Kezi decided to go into mental health nursing after working on NSFT wards as a healthcare assistant, and the 22-year-old has spoken of her experiences in Calais in the run up to International Nurses’ Day, on 12 May in the hope that her story will inspire others to give up some of their free time to help those in need.

“I first became interested in Calais last spring after reading a newspaper article which referred to migrants escaping conflict as a ‘swarm’ and called them ‘cockroaches’,” said Kezi, who is studying at University Campus Suffolk. “It nearly brought me to tears – I couldn’t believe that anyone could refer to other people in that less than human way.

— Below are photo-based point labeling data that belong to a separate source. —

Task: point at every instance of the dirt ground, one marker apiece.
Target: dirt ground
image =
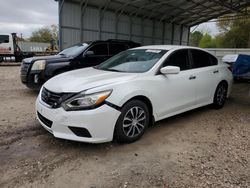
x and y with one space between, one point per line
201 148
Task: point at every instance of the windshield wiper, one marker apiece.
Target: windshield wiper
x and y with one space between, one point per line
114 70
62 54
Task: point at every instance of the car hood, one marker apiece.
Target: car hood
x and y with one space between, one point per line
83 79
47 58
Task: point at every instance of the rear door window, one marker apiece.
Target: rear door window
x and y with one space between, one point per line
100 49
202 59
179 58
116 48
4 38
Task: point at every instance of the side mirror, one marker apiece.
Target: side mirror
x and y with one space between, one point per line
170 70
89 53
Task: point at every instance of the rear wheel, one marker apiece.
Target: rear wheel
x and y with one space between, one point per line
132 122
220 95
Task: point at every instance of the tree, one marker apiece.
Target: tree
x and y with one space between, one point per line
45 34
235 33
195 38
207 41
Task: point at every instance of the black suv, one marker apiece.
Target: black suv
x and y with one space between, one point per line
35 71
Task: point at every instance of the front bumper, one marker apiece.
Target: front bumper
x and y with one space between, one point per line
99 122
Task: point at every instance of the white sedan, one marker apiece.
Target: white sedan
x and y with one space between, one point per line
119 98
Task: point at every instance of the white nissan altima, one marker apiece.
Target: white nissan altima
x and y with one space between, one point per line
119 98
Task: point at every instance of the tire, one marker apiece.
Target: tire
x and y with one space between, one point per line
131 125
220 95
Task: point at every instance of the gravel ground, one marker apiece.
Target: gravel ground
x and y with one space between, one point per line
201 148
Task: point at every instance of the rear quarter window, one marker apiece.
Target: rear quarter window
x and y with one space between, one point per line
202 59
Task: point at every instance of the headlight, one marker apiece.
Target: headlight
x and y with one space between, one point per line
39 65
86 101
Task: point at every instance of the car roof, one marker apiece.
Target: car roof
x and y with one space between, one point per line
167 47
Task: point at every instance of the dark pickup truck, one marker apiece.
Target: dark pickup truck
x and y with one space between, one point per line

“I wanted to channel my anger in a positive way, so decided to start collecting donations to help, before travelling to Calais as a volunteer.

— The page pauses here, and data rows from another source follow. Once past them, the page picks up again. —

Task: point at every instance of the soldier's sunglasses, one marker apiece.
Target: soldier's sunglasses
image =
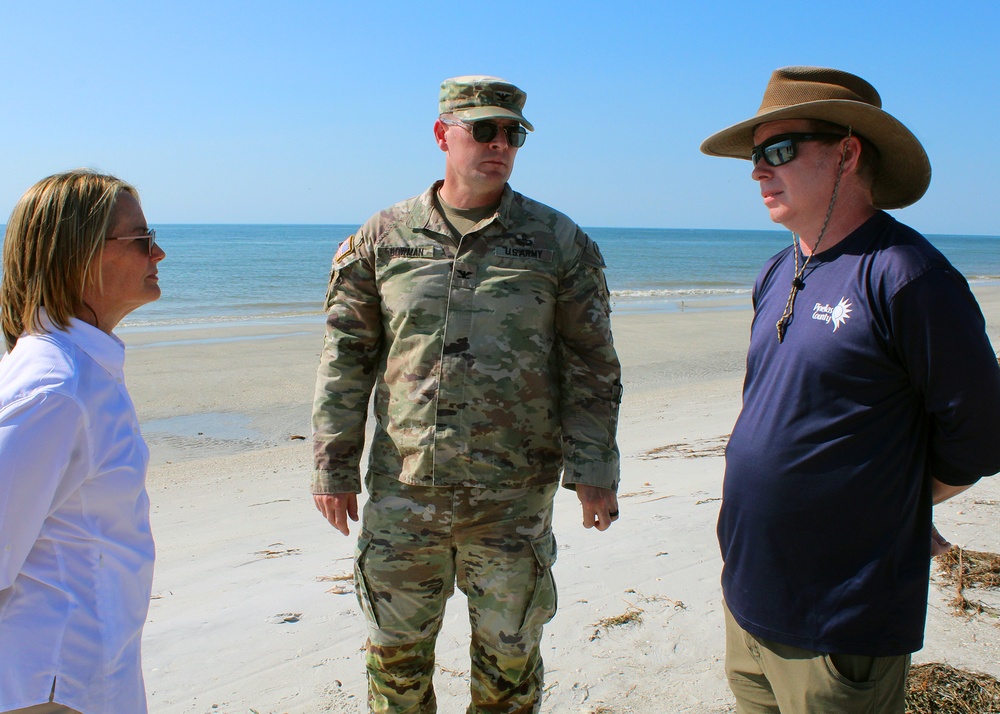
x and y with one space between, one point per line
780 149
484 131
149 237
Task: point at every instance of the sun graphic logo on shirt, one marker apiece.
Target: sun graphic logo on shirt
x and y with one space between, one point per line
841 313
837 314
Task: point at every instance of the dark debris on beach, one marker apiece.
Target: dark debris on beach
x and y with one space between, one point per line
966 569
941 689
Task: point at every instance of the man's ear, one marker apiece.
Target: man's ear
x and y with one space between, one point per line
439 129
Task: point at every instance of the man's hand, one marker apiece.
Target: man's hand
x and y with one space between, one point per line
939 544
337 507
600 506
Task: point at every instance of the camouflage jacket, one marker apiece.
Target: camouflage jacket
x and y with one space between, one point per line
491 358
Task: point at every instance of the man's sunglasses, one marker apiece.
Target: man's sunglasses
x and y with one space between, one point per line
485 131
149 237
780 149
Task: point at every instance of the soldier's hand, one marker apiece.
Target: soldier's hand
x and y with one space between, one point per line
337 508
600 506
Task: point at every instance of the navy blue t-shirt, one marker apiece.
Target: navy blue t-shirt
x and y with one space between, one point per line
885 378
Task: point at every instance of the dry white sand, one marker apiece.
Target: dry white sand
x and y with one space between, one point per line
253 608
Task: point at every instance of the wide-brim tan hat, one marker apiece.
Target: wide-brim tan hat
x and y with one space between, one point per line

“I worked with a GP and two nurses, and we provided first aid to a steady stream of people. I dressed numerous cuts, irrigated inflamed tear-gassed eyes and peered down many sore throats. Although I was primarily providing physical healthcare, a lot of the people we were helping were anxious or depressed, so it was nice that I was able to draw on the interpersonal skills I’ve developed at NSFT when I was treating them.

“The Jungle is a very stressful and surreal place and the people have often escaped from very difficult situations, so there is a real need for mental health support. I was pleased that I was able to be a friendly face amongst all of the trauma.”

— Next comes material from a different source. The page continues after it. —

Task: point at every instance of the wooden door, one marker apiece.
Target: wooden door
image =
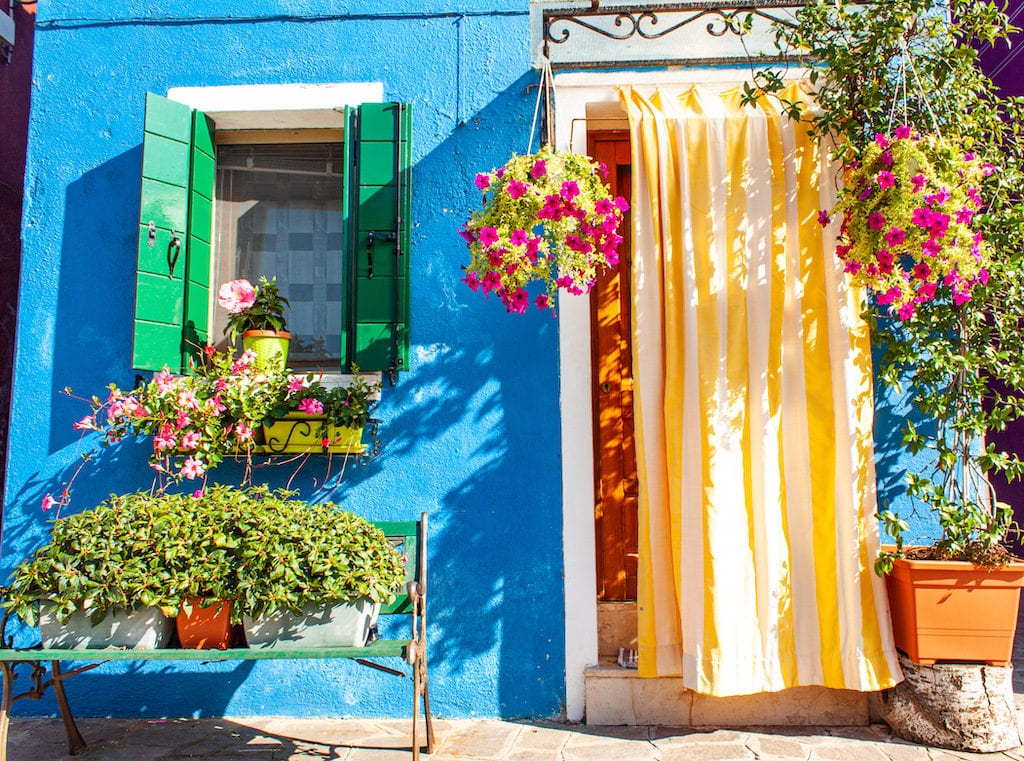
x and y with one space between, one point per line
614 454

While offering treatment, Kezi listened to scores of tragic stories, including people who made perilous ocean crossings in rubber boats to escape the Taliban and a man who developed trenchfoot after walking 200 miles from Paris to Calais in wet shoes. Another patient – a 15-year-old boy – was suffering a suspected broken leg following a clash with the police.

“Many were under 18, scared, and risking their lives every evening trying to board a lorry for a better life in Britain,” added Kezi, who has recently completed a placement with the Complexity in Later Life team, at Mariner House, in Ipswich. “I heard stories of people’s journeys and struggles, running away and helping their brothers, mothers and children to escape. It was humbling to be in the presence of such heroes.

“My time working in The Jungle was challenging, but also very rewarding. It gave me a great perspective on the realities of the situation and on life in general, and I would certainly encourage others to get involved.”

After finishing her degree next January, Kezi hopes to return to Calais while also fulfilling her dream of securing a full-time job on an adult acute mental health ward.

She added: “I’ve completed lots of different placements across NSFT since beginning my degree, and have really enjoyed the variety. Acute adult wards are really fast-paced and challenging, but also incredibly interesting. Seeing people progress and recover and helping them on that journey is so rewarding.”

Deputy Director of Nursing at NSFT Dawn Collins said: “Kezi is truly inspirational. She has been motivated to visit people in Calais to provide support and care to those who are desperate need. Kezi embodies what it is to be a nurse and I think praise needs to be given for her actions. I am sure once she has qualified she will make a fantastic nurse.

“Nurses are often the unsung heroes working with people from birth to death, knowing what their patients and our communities need. They have often been described as the glue that holds the healthcare system together, and I can’t say any more than that.”